Barack Obama arrive en Europe en président affaibli

Manifestation dimanche d’Amnesty International à Belfast, en Irlande, avant le sommet du G8. Barack Obama a déçu les Européens, par exemple au sujet de la fermeture de la prison de Guantánamo.
Photo: Peter Muhly Manifestation dimanche d’Amnesty International à Belfast, en Irlande, avant le sommet du G8. Barack Obama a déçu les Européens, par exemple au sujet de la fermeture de la prison de Guantánamo.

Washington — Barack Obama, empêtré dans une affaire de surveillance secrète des communications mondiales, va devoir mettre à l’épreuve à l’occasion de la première visite en Europe de son second mandat, l’aura qui avait fait de lui une véritable rock star dans les démocraties occidentales.


En 2008, le candidat puis par la suite nouveau président, dont l’ascension personnelle avait suscité l’admiration, avait été accueilli comme un héros en Europe où George W. Bush était détesté dans la plupart des pays.


Le candidat Obama, prophète de l’espoir, avait lancé à 200000 jeunes à Berlin que l’Europe et l’Amérique « devaient refaire le monde, une fois de plus ».


Depuis, autant chez lui qu’à l’étranger, le président américain a pu constater qu’apporter le changement était plus difficile que le promettre.


Tout en respectant ses engagements de mettre fin à la guerre en Irak et se désengager d’Afghanistan l’an prochain, M. Obama a déçu les Européens sur des sujets comme le changement climatique et la fermeture de la prison de Guantánamo.


Maintenant, son administration se retrouve empêtrée dans un vaste scandale de programmes secrets de surveillance des communications par l’agence nationale de sécurité (NSA), révélée le week-end dernier par un ancien consultant.


Les Européens sont parmi les personnes visées par un programme de recueil de données d’Internet concernant les étrangers appelé Prism.
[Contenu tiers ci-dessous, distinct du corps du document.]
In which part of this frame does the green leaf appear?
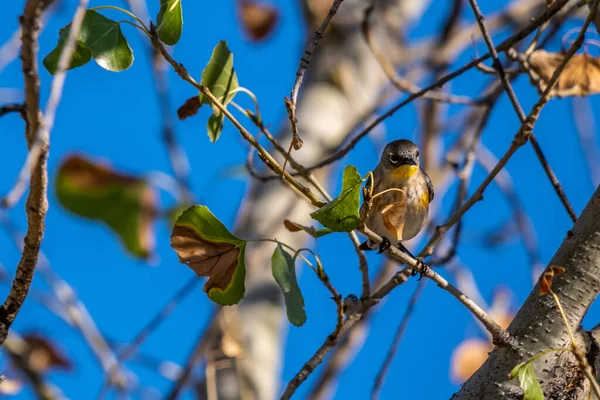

L’homme qui voulait tempérer l’impopulaire « guerre contre le terrorisme » lancée par l’ancien président Bush, devra défendre ce programme à son arrivée lundi en Irlande du nord pour le sommet du G8, avant de partir pour l’Allemagne.


« Évidemment, ce n’est pas une bonne opération de communication pour les Américains et cela rappelle de mauvais souvenirs du second mandat de George W. Bush », indique Michael Geary, expert au Wilson Center.


« Après avoir voulu montrer un pouvoir américain plus conciliant, cela ne va pas rendre Obama et son administration plus populaires en Europe », ajoute-t-il.


La chancelière Angela Merkel, élevée dans une Allemagne de l’Est sous surveillance, a fait savoir qu’elle évoquerait la question à Berlin avec M. Obama.


La Maison-Blanche avait expliqué vendredi que le programme ne se concentrait pas sur des individus mais sur la collecte de métadonnées susceptibles de piéger des « terroristes ». Elle avait fait aussi remarquer que l’Allemagne avait servi de base aux acteurs derrière les attentats du 11-Septembre.


Les dirigeants du G8, qui connaissent le niveau de coopération entre les agences de renseignements européennes et la NSA, vont devoir faire face à des pressions venues de leur propre pays.


Les Européens « vont exprimer en privé leurs inquiétudes », indique Heather Conley, du Centre d’Études internationales et stratégiques, « publiquement, ils seront plus modérés ».


Ben Rhodes, conseiller à la sécurité, a indiqué vendredi à la presse que M. Obama mettrait l’accent sur les précautions prises et discuterait « publiquement » de l’affaire avec les Allemands.


Peu après les révélations sur ce programme, le président américain avait affirmé vouloir un débat public sur la question, tout en évitant de l’engager, et il devrait donner aussi peu d’informations aux Allemands qu’il n’en a données aux Américains.


Néanmoins, Barack Obama détient toujours un capital de sympathie politique en Europe, dont les dirigeants sont embourbés dans des problèmes de chômage et de crise économique.


Il y a un an encore, une étude du Fonds Marshall allemand des États-Unis montrait que 71 % des habitants de 12 pays européens approuvaient la façon dont M. Obama menait sa politique étrangère et soutenaient ses efforts pour combattre le terrorisme international.